Analysis of the promoter region of the human Nurr1 gene shows several putative cis elements, including the upstream NF-κB-site and the downstream CREB-site [26]. To determine the role of these binding sites in NLK-mediated inhibition of Nurr1 transcription, we created two mutant Nurr1 promoter luciferase constructs (NF-κB-site mutated or CREB-site mutated), as indicated in Fig. 4. Compared to the wild-type Nurr1 promoter construct, mutation of either NF-κB- or CREB-binding sites significantly impaired the upregulation of Nurr1 promoter activity induced by shRNA-NLK transfection into LNCaP cells (Fig. 4). We also used three inhibitors, including BAY 11–7082 (NF-κB inhibitor), KG-501 (CREB inhibitor) and ICG-001 (CREB binding protein, CBP, inhibitor). Figure 4 shows the upregulation of Nurr1 promoter luciferase activity induced by shRNA-NLK under control conditions and following treatment with BAY 11–7082, KG-501 or ICG-001. All three inhibitors markedly inhibited Nurr1 promoter activation induced by shRNA-NLK, indicating that NF-κB- and CREB-mediated transcriptional activation are required for upregulation of Nurr1 gene expression by shRNA-NLK.

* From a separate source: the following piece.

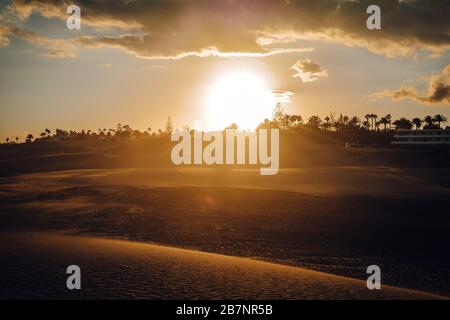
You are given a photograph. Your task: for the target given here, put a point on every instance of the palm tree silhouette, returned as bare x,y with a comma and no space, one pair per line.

Having demonstrated that NLK inhibits NF-κB- and CREB-mediated transcriptional activation, we sought to determine changes in the protein levels of p65, IκBα, CREB and phospho-CREB in the presence of shRNA-NLK or shRNA-control. As shown in Fig. 5a, protein levels of p65, CREB and phospho-CREB did not change, whereas IκBα levels decreased. We next performed Western blotting to determine the contents of p65 included in cytoplasmic and nuclear extracts collected from shRNA-NLK- and control-transfected LNCaP cells, which showed that knockdown of NLK increased the level of p65 in nuclear extracts (Fig. 5a). Since ICG-001 (CBP inhibitor) can inhibit Nurr1 promoter activation induced by shRNA-NLK (Fig. 4) and CBP is a nuclear transcriptional co-activator of NF-κB and CREB, we suspected that CBP was a target of NLK in LNCaP cells. To test this hypothesis, dual-color fluorescence and co-immunoprecipitation experiments were used to investigate whether interaction occurs between the two proteins. Immunofluorescent microscopy (Fig. 5b) demonstrated co-localization (yellow) of NLK and CBP in LNCaP cells. Their interaction was further confirmed through immunoprecipitation analysis, which detected the CBP protein in anti-NLK immunoprecipitates and the NLK protein in anti-CBP immunoprecipitates from whole cell lysates (Fig. 5c). To determine if CBP is critical for NF-κB- and CREB-mediated transcriptional activation of Nurr1, we used ChIP to examine the endogenous occupancy of CBP at the Nurr1 promoter in the presence and absence of shRNA-NLK. As shown in Fig. 5d, compared with controls, knockdown of NLK markedly increases the recruitment of CBP on both the NF-κB- and CREB-binding regions. Finally, we employed siRNA approach to knock down CBP expression and examined if CBP was involved in regulation of NLK on Nurr1 expression. As shown in Fig. 5e, f, the regulation of NLK on Nurr1 expression was abrogated by knockdown of CBP in LNCaP cells. Taken together, these results support the notion that NLK directly interacts with CBP to regulate transcriptional activation of Nurr1 in LNCaP cells.